For Rachan khavitsi, some of clarified butter is left in the bottom of the pan after the boiling. Once the prepared clarified butter has been boiled and strained, a white sediment (called “peri” in Racha) remains. Peri is the main ingredient of Rachan khavitsi. A handful of bread flour is then tossed into it with a wooden spoon, and it is stirred well, boiled over a low flame, seasoned with salt, and after all that you have delicious and nutritious khavitsi, which is eaten with bread.
Gurian khavitsi most resembles the khavitsi defined in Sulkhan-Saba’s dictionary. It is essentially a porridge made with honey and millet flour.
In Guria, khavitsi is made with natural red wine and honey, and is brought to women who have just given birth. Grandmothers also use it when someone is suffering from a flu or cold. Usually, one liter of natural red wine would be poured into two liters of water and boiled until two fingers’ worth was left (by that time, all of the alcohol and the smell of the wine would have evaporated).

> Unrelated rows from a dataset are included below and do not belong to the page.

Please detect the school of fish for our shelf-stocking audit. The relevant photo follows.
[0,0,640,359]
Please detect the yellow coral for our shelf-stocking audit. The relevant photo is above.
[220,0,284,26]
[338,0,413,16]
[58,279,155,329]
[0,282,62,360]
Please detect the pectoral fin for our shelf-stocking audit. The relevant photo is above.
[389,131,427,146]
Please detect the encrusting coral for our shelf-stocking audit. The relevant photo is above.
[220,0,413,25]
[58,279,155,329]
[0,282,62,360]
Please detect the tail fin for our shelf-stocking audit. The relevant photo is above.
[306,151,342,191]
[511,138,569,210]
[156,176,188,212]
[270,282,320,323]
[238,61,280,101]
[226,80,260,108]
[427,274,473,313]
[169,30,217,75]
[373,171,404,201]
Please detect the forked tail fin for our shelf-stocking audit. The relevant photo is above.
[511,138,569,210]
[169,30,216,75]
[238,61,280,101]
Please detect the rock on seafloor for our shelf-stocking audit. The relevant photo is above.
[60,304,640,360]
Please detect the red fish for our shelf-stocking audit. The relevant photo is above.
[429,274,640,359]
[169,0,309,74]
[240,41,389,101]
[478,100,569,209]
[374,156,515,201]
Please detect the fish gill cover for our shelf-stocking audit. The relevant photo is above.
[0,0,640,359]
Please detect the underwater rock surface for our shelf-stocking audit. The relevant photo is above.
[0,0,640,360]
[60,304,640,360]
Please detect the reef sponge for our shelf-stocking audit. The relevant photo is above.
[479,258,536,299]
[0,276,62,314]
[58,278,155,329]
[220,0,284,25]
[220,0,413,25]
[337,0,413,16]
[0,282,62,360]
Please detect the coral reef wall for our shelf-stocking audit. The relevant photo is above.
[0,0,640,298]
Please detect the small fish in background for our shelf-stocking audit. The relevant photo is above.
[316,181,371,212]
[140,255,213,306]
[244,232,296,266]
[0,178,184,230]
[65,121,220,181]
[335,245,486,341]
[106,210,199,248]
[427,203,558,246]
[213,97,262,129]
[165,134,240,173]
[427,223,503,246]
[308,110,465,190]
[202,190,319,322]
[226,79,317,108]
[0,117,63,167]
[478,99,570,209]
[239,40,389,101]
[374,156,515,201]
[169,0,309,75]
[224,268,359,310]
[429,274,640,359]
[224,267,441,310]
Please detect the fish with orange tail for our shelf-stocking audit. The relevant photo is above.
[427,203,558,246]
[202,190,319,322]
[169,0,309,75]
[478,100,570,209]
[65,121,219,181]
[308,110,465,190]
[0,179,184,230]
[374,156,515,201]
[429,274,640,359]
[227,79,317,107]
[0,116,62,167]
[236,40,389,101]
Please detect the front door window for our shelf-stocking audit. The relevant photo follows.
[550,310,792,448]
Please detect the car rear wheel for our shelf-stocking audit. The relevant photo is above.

Then three tablespoons of sugar would be added along with half a kilogram of honey, which would be well-kneaded into five cups of strained bread flour and fried over a low flame, after which you have the sumptuous Gurian take on khavitsi.
Ajarian khavitsi is made with kaimaghi, a product with the consistency of sour cream. To make this, milk is boiled very slowly, then kept at a very low temperature for two hours. Once the heat is off, the creamy mass is mixed in and left for a few hours or all day.
To prepare Adjarian khavitsi, put kaimaghi into a heavy-bottomed pot, put it over a fire, and stir it with a wooden spoon. When it starts to boil, you put corn flour that has been passed through a very fine sieve into it, and then pour water onto it and boil until it thickens. Add salt to taste, and enjoy it with mchadi.
To make Ossetian khavitsi, first melt 600 grams of butter. Then put 300 grams of bread flour and 300 grams of corn flour into one liter of water, and stir quickly so it does not stick. Once it has boiled, stir in enough fat so it is almost overflowing. Finally, add salt to taste.
1 l water;
150 g wheat flour;
150 g corn flour;
300 g clarified butter; and
Salt to taste.
Fry the wheat and corn flour over a low flame for about 15 to 20 minutes. Then, add salt to boiling water, to taste, and slowly, while constantly stirring, add in the flour. Boil and then stir with a wooden spoon at the same time, continuously, so it does not stick.
Once the khavitsi is ready, pour it into soup plates, put the clarified butter in the middle, and bring it to the table just like that to be devoured by hungry guests.